According to the Department of Justice (DOJ) statement on Thursday:

The culprit – Joshua Streit, allegedly hacked into the leagues’ computer systems and operated a website that streamed copyrighted content for his profit.

You can see below a screenshot of Joshua Streit’s illegal streaming website that was allegedly operational between 2017 to August 2021.


Image source: The Record

Streit allegedly obtained access to the copyright-protected materials on the sports leagues’ websites through “misappropriated login credentials” from real user accounts.

U.S. Attorney for the Southern District of New York Damian Williams said in the press release:

Thanks to this Office’s teamwork with all four major American sports leagues and the FBI, Streit has struck out on his illegal streaming and extortion scheme.

Streit is also indicted for coercing $150,000 from the Maple Leaf Baseball (MLB) after threatening to disclose the MLB’s vulnerabilities in its online infrastructure.

Due to Streit’s illegal copyright-protected streaming, 0ne of the leagues lost approximately $3 million. However, the U.S. Attorney’s Office for the Southern District of New York has refrained from immediately responding to any request for comment.
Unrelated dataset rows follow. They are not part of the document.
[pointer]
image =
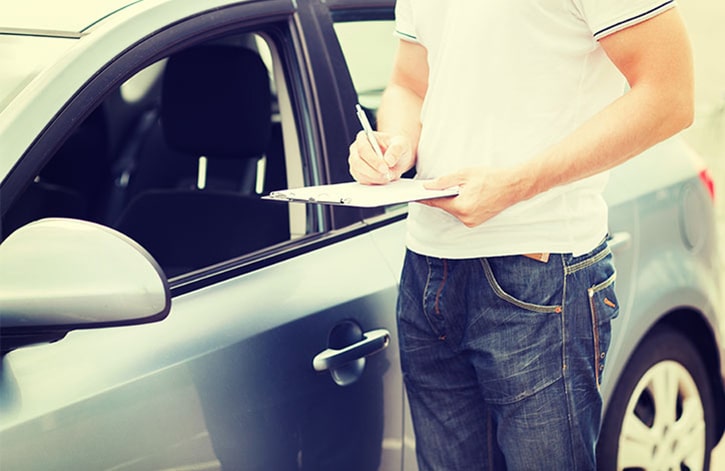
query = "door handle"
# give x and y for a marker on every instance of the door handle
(373, 341)
(620, 241)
Although U.S officials didn’t confirm anything about the reason behind the start of Streit’s investigation, a court document does reveal that it all may have started after a complaint was launched against the website.

According to the document, the FBI claimed that they could track down the culprit after he was found using the same same “inflx” username on both the streaming site’s chat and on Reddit.

Through Reddit, the U.S investigators discovered that the Reddit account was registered with an email address used by Streit for his blog, where he often published various cybersecurity research.


Image source: The Record

If found guilty on all the charges against him, Streit may face up to 60 years in prison. In addition, the MLB claims that his hacking incurred losses of around $3 million, money that he might need to pay to the company.